The Japanese Yen strengthened Tuesday, pulling USD/JPY down from a three-week high near 151.00 as markets digest hawkish signals from the Bank of Japan’s January meeting minutes.
BoJ Signals Further Rate Hikes
Minutes from the BoJ’s January meeting revealed growing confidence among policymakers, with several members discussing conditions for future rate increases despite maintaining that “accommodative financial conditions would be maintained.” One member notably suggested rates should reach “around 1% in the second half of fiscal 2025,” while Sumitomo Mitsui’s head of markets delivered an even more hawkish prediction that rates could eventually hit 2%—a level unseen since 1993.
Policy Divergence Supports Yen
The contrast between the BoJ’s tightening bias and the Federal Reserve’s forecast of two rate cuts in 2025 is providing fundamental support for the yen.
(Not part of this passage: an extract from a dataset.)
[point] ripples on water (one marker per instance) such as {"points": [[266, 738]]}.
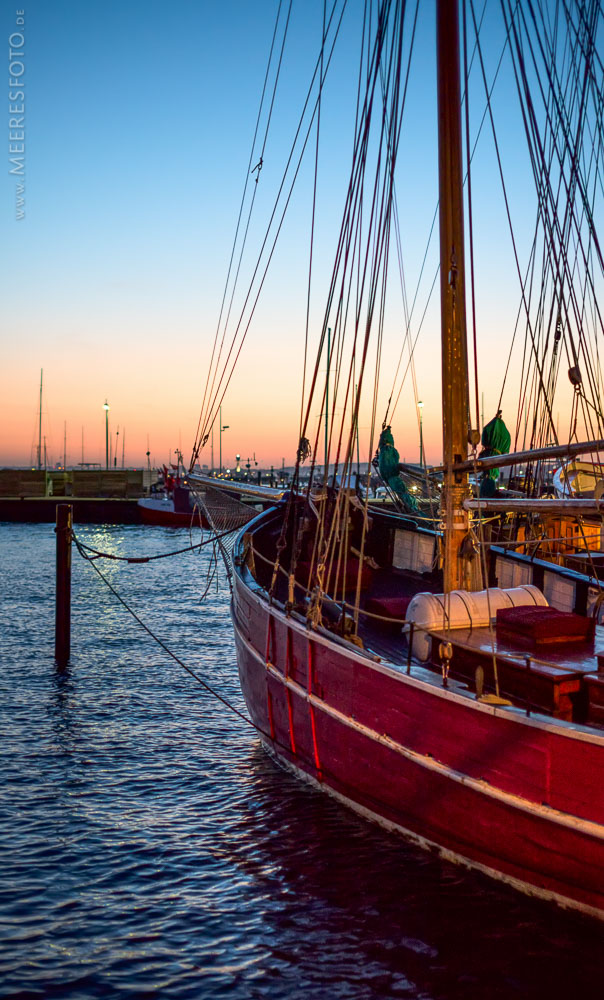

However, positive global risk sentiment—bolstered by hopes for less disruptive US tariffs, potential Russia-Ukraine peace, and Chinese stimulus—is limiting safe-haven currency gains.
Economic Outlook Mixed
Next week’s Tankan survey (April 1) is expected to show declining business sentiment among manufacturers, with economists projecting the headline index to fall to +12 from +14 in December. Governor Ueda maintains a cautious approach to unwinding stimulus, stating the bank “still needs time to consider what to do with ETF holdings” while not ruling out the possibility of selling government bonds as normalization gradually proceeds.
USDJPY (D1 Interval)
USD/JPY is currently trading near the 50-day EMA. Bulls may target the 38.2% Fibonacci retracement level, followed by the 151.6 level, where the 100-day and 200-day EMAs are converging. Bears, on the other hand, will look to retest the 23.6% Fibonacci retracement level, which aligns with the 30-day EMA. The RSI is in bullish divergence, forming higher lows, while the MACD is widening in bullish divergence.